Rachel was certainly not guilty of idolatry while married to Jacob. The 'gods' she had stolen were family heirlooms to which she could have been entitled. Tradition also teaches that they could have been used as means of divination by Laban, and that Rachel was keeping them away from her father so he could not consult them about Jacob's whereabouts. Whatever these 'gods' were, this story should teach us about the power of words, especially under oath. Even though innocent of idolatry, Rachel dies in childbirth shortly after Jacob's foolish vow. Like toothpaste out of a tube, it could not be taken back.

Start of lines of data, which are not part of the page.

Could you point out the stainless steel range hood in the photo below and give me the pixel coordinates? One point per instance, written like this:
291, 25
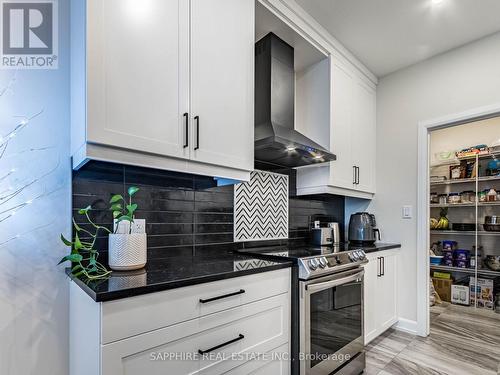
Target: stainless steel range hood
276, 141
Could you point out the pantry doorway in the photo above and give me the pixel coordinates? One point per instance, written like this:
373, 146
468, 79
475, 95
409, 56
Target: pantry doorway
457, 157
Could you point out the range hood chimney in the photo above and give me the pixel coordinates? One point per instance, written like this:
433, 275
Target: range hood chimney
277, 143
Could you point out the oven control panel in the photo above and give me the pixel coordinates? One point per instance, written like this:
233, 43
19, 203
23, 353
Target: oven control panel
320, 265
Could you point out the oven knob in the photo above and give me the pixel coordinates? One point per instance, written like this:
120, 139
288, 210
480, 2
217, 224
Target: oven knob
313, 264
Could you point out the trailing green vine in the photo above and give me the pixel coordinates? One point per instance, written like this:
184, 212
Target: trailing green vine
83, 255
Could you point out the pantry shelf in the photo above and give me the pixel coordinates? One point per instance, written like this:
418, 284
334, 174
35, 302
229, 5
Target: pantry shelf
463, 233
466, 180
493, 155
481, 204
480, 271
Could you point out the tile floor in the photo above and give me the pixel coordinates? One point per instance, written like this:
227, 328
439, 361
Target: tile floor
462, 341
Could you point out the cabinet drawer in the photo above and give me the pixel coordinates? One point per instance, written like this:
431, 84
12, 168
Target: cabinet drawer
263, 326
132, 316
267, 365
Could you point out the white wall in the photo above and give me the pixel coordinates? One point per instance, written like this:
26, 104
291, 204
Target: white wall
33, 289
462, 79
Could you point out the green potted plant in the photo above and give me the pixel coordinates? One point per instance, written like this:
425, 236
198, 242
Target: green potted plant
127, 243
83, 254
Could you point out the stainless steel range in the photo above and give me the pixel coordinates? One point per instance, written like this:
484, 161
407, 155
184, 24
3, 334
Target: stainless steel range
329, 302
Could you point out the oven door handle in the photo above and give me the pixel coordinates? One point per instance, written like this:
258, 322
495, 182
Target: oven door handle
312, 288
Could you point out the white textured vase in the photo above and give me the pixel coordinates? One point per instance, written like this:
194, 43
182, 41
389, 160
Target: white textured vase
127, 251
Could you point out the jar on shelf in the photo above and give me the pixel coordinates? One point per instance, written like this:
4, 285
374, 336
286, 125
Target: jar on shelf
491, 196
453, 198
481, 195
443, 198
434, 198
467, 196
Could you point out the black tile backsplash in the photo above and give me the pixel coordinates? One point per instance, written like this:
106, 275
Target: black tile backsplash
186, 214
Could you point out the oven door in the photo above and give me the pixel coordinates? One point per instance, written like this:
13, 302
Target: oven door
332, 321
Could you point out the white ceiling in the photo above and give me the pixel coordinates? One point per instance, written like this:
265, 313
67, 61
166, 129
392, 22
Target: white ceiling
387, 35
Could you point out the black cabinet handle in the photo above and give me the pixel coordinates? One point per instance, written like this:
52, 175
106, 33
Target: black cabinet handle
240, 337
186, 119
241, 291
197, 119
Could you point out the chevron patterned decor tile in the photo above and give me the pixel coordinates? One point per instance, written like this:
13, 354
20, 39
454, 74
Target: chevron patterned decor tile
261, 207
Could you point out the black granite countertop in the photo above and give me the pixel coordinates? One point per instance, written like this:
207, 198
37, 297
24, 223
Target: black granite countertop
175, 272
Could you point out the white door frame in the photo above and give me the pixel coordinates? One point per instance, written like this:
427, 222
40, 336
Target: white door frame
423, 240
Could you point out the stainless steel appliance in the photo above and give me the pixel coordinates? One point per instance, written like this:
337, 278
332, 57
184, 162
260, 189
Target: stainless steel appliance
277, 143
363, 228
329, 325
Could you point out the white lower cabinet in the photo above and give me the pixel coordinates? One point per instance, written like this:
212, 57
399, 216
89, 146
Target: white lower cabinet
273, 363
380, 293
243, 338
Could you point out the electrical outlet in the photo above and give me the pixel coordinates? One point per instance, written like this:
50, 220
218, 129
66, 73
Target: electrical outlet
138, 226
407, 212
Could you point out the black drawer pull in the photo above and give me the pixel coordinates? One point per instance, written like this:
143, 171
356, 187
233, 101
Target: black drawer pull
197, 119
186, 118
240, 337
241, 291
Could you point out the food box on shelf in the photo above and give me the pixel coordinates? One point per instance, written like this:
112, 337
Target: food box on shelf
443, 288
441, 275
483, 292
460, 294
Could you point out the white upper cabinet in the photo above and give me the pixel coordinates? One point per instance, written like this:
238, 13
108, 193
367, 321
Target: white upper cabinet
164, 83
137, 75
341, 134
352, 129
222, 81
363, 139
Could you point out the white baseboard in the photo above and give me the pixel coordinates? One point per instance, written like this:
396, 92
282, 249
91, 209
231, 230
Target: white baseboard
407, 325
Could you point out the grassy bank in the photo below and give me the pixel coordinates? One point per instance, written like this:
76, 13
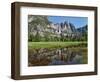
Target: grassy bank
53, 44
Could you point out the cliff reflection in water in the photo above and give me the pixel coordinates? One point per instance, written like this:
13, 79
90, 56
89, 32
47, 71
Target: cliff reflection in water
61, 56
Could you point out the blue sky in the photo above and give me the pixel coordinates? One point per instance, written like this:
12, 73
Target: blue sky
77, 21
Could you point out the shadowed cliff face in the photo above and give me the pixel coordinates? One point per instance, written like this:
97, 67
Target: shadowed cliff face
60, 56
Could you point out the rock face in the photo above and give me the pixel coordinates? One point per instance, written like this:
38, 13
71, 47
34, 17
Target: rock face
65, 29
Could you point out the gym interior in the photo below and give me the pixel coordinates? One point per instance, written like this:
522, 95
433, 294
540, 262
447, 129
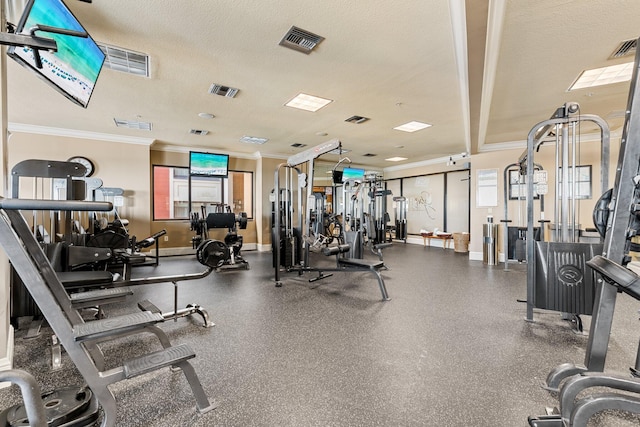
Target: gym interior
185, 245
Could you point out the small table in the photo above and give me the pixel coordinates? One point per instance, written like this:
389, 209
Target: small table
446, 237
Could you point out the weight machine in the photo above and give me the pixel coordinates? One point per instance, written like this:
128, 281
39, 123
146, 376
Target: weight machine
557, 276
290, 249
617, 214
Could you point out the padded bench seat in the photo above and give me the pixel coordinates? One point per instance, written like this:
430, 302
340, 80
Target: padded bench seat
361, 263
83, 279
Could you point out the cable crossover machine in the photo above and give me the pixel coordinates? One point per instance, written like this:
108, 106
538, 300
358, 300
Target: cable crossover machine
290, 249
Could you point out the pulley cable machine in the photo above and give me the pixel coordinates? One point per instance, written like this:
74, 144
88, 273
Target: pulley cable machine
287, 237
513, 240
286, 240
557, 276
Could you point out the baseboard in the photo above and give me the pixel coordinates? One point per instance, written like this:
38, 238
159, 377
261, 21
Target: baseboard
6, 362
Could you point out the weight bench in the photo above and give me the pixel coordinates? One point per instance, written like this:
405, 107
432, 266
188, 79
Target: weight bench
80, 339
353, 264
576, 412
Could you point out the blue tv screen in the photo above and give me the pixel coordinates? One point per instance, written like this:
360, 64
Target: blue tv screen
352, 173
74, 68
208, 164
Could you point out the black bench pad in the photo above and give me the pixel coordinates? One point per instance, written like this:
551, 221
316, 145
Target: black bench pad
361, 263
159, 359
100, 294
115, 325
80, 279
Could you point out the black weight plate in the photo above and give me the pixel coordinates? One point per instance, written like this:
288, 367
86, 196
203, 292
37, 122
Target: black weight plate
62, 406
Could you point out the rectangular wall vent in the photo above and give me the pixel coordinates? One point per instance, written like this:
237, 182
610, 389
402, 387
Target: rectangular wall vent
625, 48
357, 119
132, 124
229, 92
126, 61
300, 40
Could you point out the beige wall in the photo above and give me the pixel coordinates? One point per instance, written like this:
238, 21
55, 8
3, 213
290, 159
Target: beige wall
590, 155
179, 230
119, 165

I do not agree with the adage, 'Sticks and stones can hurt my bones but words can never never hurt me!' Words are real things; they can kill or they can give life. Words pronounced in anger can leave indelible scars in someone's heart. People who get hurt because of words are accused of being 'sensitive', but where does it say that it is wrong to be sensitive? The truth is that we have to be sensitive enough if we want to be attuned to God's Voice in our hearts and aware of the needs of those around us. When people have to constantly protect themselves from verbal harshness and abuse, they naturally develop a shield of protection around themselves, which in turn makes them callous and insensitive even to God's Voice. The world needs not to be a place ran by the 'law of the jungle' where only the strong survive and the weak live in fear of the strong; this reminds me of the school yard in the boarding school I was raised in. The world needs instead to be a place where the strong exerts his power in the protection of the weak.
Mathematician Edward Lorenz posited that a small change at one place in a complex system can have major effects elsewhere. In his famous example of the "Butterfly Effect”, he tells us that the beating of a butterfly’s wing in Brazil can cause a series of much greater changes in the weather, such as a cyclone hitting Japan, or a tornado touching down in Texas. In the same way, small acts, or even small words (positive or negative) can have large outcomes. Even the flickering of a candle can be seen very far when it is very dark.
With positive actions and words as small as the fluttering of a butterfly wings or the flickering of a candle we have the power to change the world. Let's do it, one good deed, and one word at a time!